I had 2 of my Trek's in for service last week and the mechanic was commenting on how they cannot order many of the 2004's, which included road bikes. He told me 6 weeks ago they ran out of hybrids and still have no sign of any new bike comings. Sound legit, but I would check another shop just in case. One thing to consider, I remember last year the shop had the new 5200's early in the season.


----------



## sailorboy (May 3, 2004)

*not surprising*

I am riding for a trek-sponsored team and basically if you haven't ordered your frame by now, you probably won't get an '04 bike. The production year for the company ends sometime in June, and I would guess by now the higher end bikes like 5500/5900 are spoken for. The Madone might be a different story since Trek may have over-estimated the demand for those, while grossly underestimating the demand for the other frames. 

the limited edition models are basically set aside and painted, packaged up with the goodies once they are ordered. Of course, once they are all sold, that's it, no more. 

then there's the issue of world-wide shortages in shimano product that I have also heard from inside people that is slowing down the availability of trek bikes. All together it seems like kind of a disaster. Someone in that company really didn't anticipate the demand for road stuff by a long shot. 

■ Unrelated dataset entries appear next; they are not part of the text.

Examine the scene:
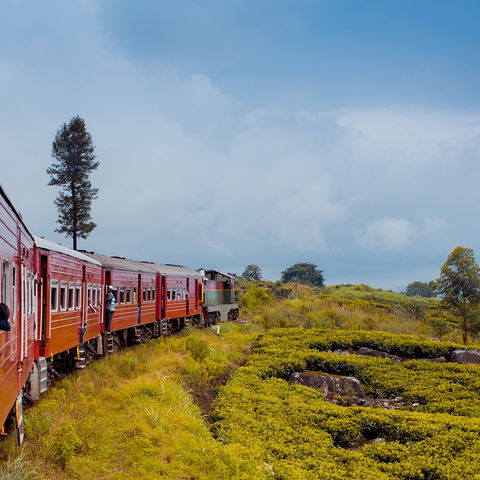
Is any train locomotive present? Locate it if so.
[0,186,238,444]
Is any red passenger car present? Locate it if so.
[0,187,35,443]
[152,264,203,329]
[82,252,159,341]
[35,237,104,366]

I ordered my 5900 frame in late February, and I still don't have it yet!!!!


----------



## VEN (Jul 2, 2003)

Was at the shop today. They said major delivery issues. I would post in the general discussion area, their are guys on their that work at dealers.


----------



## cf5200 (May 3, 2004)

I ordered a P1 Mountain Storm Madone the last week of March. My LBS told me that it would arrive the last week in June. 

Recently, they told me, (without me asking ) that Trek was working on it. Do I trust my LBS. Yes I do. I have no reason not to trust them. 

When I ordered the bike, My LBS charged me the prices that were on the Trek web site. Now, it remains to be seen if the bike will arrive in a few weeks. Only time will tell.


----------